Tributes from across the country have been paid to the Barrow boy who edited the Guardian newspaper for over 20 years, who has died at the age of 79.

Peter was born on Cotes Road just outside Barrow, moving with his family into the village in 1948 when he was 10 years old. The Prestons later moved to Quorn, where Peter spent much of his childhood. A precocious child, Peter won a place at Loughborough Grammar School, but after a year his father died from polio, Peter catching it soon afterwards and ending up in an iron lung in Markfield Sanatorium. He was later sent away to Harlow Wood Hospital in Mansfield for 18 months. While recovering, Peter became interested in magic and conjuring, becoming so skilful that he was accepted into the Magic Circle.

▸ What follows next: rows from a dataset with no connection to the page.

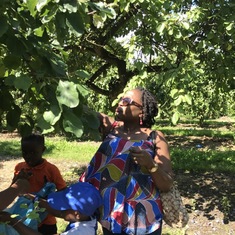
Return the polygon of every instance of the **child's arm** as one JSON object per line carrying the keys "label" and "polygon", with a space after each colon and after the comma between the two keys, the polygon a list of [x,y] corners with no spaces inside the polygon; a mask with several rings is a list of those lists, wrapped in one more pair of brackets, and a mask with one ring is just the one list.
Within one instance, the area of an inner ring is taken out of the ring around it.
{"label": "child's arm", "polygon": [[41,233],[27,227],[17,218],[11,217],[6,211],[0,211],[0,221],[11,225],[20,235],[42,235]]}
{"label": "child's arm", "polygon": [[0,192],[0,210],[4,210],[14,199],[29,189],[29,181],[27,179],[17,179],[9,188]]}

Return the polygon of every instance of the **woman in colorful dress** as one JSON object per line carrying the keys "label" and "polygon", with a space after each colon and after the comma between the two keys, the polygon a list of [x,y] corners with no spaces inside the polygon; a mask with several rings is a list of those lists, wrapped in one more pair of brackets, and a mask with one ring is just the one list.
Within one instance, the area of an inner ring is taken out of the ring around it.
{"label": "woman in colorful dress", "polygon": [[115,119],[98,114],[104,140],[80,180],[101,192],[104,235],[161,234],[159,190],[170,189],[173,173],[163,133],[151,130],[157,113],[154,96],[136,88],[120,99]]}

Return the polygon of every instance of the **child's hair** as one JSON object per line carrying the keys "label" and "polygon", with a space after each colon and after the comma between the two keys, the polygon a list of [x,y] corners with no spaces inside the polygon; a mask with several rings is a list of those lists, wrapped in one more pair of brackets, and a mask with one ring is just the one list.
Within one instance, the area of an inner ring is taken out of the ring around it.
{"label": "child's hair", "polygon": [[45,139],[44,139],[44,136],[41,135],[41,134],[36,134],[36,133],[32,133],[28,136],[24,136],[21,138],[21,144],[23,142],[28,142],[28,141],[31,141],[31,142],[37,142],[38,144],[44,146],[45,145]]}

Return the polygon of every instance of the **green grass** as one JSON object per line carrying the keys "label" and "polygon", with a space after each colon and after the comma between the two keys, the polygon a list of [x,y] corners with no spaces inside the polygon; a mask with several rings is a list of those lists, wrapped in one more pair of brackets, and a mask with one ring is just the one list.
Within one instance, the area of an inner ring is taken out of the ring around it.
{"label": "green grass", "polygon": [[171,159],[175,171],[235,173],[235,151],[172,148]]}
{"label": "green grass", "polygon": [[[182,126],[167,126],[159,125],[154,129],[160,129],[165,135],[174,136],[207,136],[216,138],[226,138],[235,140],[234,127],[225,130],[219,130],[218,127],[224,127],[224,123],[208,122],[206,128],[197,128],[194,125],[191,127]],[[212,126],[213,125],[213,126]],[[233,124],[234,125],[234,124]],[[230,125],[231,127],[231,125]],[[71,162],[86,164],[96,152],[100,142],[78,142],[67,141],[62,137],[46,137],[45,157],[49,159],[71,160]],[[206,148],[186,148],[171,147],[171,158],[173,169],[175,172],[184,171],[199,171],[199,172],[224,172],[235,174],[235,151],[227,148],[221,150],[208,150]],[[0,142],[1,156],[21,157],[20,139],[9,138]],[[72,169],[77,170],[77,169]],[[69,177],[73,177],[73,172]],[[68,179],[69,182],[70,179]],[[59,232],[63,231],[67,222],[59,219]],[[98,235],[101,235],[101,229],[98,229]],[[163,228],[163,235],[183,235],[185,229]]]}
{"label": "green grass", "polygon": [[45,156],[56,159],[66,158],[66,160],[84,163],[90,160],[99,145],[100,142],[77,142],[66,141],[65,138],[48,138]]}
{"label": "green grass", "polygon": [[178,127],[159,127],[165,135],[176,135],[176,136],[207,136],[207,137],[218,137],[218,138],[229,138],[235,140],[234,131],[219,131],[214,129],[183,129]]}

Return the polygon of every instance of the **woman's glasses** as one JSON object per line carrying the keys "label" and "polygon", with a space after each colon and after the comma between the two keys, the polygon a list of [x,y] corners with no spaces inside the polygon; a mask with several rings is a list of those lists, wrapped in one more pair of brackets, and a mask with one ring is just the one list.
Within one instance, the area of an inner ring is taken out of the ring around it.
{"label": "woman's glasses", "polygon": [[119,100],[119,103],[122,103],[123,106],[128,106],[128,105],[135,105],[136,107],[142,109],[143,106],[141,104],[138,104],[137,102],[135,102],[133,99],[129,98],[129,97],[123,97]]}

Prior to his illness, Peter had been a sporty child, but the illness had changed him physically and so back at school he had to find something else to occupy his time. With a lot of learning to catch up on as well, he began to take up a number of extracurricular activities. Peter credits a butcher from Coalville with getting him interested in journalism. At the time the butcher used to run the Magic Circle News and, knowing Peter’s interest in magic, asked him to review magic shows on TV. A few months later he was sacked for being too critical of the acts. Eventually he started writing pieces for the school magazine, which led to a holiday job at the Loughborough Monitor.

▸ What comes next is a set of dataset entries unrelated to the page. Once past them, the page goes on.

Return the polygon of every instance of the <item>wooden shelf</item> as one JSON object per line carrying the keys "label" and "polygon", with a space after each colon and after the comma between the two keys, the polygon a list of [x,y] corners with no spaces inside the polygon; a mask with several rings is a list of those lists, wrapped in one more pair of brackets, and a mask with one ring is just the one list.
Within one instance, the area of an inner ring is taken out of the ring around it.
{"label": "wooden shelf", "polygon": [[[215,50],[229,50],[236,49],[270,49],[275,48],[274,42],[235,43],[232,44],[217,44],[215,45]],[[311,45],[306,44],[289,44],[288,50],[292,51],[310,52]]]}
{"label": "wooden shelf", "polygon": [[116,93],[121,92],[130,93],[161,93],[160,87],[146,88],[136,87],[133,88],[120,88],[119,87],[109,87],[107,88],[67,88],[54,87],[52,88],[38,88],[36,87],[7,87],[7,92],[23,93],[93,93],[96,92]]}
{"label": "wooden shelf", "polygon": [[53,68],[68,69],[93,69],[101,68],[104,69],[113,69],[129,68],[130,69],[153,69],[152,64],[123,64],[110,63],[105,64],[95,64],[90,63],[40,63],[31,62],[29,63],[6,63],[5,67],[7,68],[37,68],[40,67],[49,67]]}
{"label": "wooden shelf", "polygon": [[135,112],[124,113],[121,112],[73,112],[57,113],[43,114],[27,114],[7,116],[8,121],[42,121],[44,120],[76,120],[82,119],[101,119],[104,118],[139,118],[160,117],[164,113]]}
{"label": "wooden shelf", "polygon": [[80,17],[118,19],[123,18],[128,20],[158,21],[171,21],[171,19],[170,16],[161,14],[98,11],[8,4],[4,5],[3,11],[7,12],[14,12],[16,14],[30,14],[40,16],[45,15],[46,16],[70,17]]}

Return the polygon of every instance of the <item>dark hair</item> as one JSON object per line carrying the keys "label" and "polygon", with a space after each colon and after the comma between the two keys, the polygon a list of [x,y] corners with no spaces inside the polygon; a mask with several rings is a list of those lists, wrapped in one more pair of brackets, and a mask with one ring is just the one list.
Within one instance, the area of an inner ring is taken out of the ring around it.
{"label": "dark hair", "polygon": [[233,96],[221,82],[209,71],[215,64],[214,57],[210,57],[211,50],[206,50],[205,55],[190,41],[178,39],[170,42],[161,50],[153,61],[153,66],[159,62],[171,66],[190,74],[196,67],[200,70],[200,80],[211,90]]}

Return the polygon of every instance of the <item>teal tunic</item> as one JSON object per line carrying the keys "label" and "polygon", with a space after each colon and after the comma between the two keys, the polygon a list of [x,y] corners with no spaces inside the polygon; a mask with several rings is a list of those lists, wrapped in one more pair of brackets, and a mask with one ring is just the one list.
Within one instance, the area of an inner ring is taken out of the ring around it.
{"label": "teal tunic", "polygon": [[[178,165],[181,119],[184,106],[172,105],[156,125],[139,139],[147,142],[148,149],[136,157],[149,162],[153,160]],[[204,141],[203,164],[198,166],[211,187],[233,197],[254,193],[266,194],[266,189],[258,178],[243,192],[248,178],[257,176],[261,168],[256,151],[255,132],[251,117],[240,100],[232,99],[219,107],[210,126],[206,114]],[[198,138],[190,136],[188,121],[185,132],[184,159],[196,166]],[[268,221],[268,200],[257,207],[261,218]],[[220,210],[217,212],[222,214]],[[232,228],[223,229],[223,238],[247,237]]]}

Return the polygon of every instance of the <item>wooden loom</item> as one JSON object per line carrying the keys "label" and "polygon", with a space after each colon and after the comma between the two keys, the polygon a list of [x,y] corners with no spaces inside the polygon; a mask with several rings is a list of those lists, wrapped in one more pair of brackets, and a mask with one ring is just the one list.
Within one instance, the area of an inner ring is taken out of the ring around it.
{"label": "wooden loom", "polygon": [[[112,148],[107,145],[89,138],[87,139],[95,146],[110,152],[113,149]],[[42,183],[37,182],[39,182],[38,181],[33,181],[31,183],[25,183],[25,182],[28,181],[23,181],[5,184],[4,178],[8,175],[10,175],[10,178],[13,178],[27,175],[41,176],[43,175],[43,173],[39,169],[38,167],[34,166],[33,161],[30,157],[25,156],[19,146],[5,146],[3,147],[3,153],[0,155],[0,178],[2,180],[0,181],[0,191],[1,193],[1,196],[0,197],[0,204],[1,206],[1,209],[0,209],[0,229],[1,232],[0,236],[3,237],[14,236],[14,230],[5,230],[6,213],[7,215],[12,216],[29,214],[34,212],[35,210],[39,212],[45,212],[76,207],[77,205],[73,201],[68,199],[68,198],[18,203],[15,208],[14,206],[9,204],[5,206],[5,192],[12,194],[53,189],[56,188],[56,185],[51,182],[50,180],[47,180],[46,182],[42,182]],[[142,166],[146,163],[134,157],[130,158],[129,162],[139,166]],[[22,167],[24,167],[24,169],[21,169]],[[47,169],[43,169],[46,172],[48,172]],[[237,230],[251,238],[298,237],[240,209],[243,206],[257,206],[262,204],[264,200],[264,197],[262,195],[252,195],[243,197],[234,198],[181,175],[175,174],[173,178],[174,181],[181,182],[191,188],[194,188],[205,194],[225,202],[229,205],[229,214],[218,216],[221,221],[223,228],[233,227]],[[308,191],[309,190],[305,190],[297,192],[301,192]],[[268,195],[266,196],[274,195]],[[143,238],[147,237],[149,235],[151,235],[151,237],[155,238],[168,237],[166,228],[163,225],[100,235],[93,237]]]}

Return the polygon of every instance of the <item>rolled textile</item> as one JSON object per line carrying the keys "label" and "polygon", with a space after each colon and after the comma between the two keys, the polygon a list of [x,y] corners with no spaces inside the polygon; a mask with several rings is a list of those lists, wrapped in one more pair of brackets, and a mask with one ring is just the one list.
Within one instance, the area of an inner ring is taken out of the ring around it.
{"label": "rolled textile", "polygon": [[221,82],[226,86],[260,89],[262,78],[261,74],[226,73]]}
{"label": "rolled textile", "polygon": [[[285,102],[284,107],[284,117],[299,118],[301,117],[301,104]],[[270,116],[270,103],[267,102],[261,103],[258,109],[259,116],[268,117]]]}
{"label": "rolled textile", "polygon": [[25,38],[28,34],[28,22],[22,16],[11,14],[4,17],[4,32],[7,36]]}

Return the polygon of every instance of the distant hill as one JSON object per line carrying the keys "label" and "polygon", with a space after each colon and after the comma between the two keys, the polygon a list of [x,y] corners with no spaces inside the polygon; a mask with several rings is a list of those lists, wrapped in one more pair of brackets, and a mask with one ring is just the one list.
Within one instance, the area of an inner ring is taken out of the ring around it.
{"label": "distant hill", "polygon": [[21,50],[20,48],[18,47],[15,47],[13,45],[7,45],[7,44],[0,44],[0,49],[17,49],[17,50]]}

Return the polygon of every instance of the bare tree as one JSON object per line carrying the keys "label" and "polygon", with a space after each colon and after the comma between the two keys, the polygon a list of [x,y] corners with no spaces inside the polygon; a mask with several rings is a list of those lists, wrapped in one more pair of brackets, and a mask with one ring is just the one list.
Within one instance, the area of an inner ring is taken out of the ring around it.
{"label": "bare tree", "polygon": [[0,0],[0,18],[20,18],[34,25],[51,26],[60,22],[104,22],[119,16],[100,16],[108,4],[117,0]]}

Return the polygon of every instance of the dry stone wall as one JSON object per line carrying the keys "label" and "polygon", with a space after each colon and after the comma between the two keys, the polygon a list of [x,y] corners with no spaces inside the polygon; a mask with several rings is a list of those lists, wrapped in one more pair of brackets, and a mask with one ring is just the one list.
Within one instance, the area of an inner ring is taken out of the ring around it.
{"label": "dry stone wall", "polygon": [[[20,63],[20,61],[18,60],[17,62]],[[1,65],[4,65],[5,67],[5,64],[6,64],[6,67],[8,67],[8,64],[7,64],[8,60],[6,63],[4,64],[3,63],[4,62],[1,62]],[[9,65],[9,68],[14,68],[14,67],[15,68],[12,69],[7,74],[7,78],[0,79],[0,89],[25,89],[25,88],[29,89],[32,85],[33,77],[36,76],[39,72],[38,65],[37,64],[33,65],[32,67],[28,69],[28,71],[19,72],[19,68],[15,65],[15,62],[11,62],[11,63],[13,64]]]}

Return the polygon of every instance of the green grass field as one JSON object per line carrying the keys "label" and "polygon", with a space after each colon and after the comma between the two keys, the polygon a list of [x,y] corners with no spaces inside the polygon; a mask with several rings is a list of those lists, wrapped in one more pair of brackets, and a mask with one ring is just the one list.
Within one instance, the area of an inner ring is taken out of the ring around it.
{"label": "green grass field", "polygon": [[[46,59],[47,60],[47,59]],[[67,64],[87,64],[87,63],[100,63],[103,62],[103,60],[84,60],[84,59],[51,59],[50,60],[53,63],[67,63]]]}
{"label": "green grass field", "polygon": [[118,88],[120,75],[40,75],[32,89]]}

After winning a place at Oxford University, Peter continued on his journalism path by combining his studies with working on the student newspaper. He soon ended up editing the newspaper before getting a job on a training scheme at the Liverpool Daily Post, later joining the Manchester Guardian (as it was then known) in 1963.

Successful spells as a reporter and foreign correspondent, among others, led to his taking over the editorship in 1975 at the age of 37. He held the post until 1995, overseeing a number of major stories and radical changes, including the introduction of the G2 supplements. He also oversaw the merger with the Observer and continued to write for the Observer until just before his death.

Peter died on January 6, 10 years after first being diagnosed with melanoma. He is survived by his wife Jean, twin daughters Alex and Kate, sons Ben and Rupert, three granddaughters and five grandsons.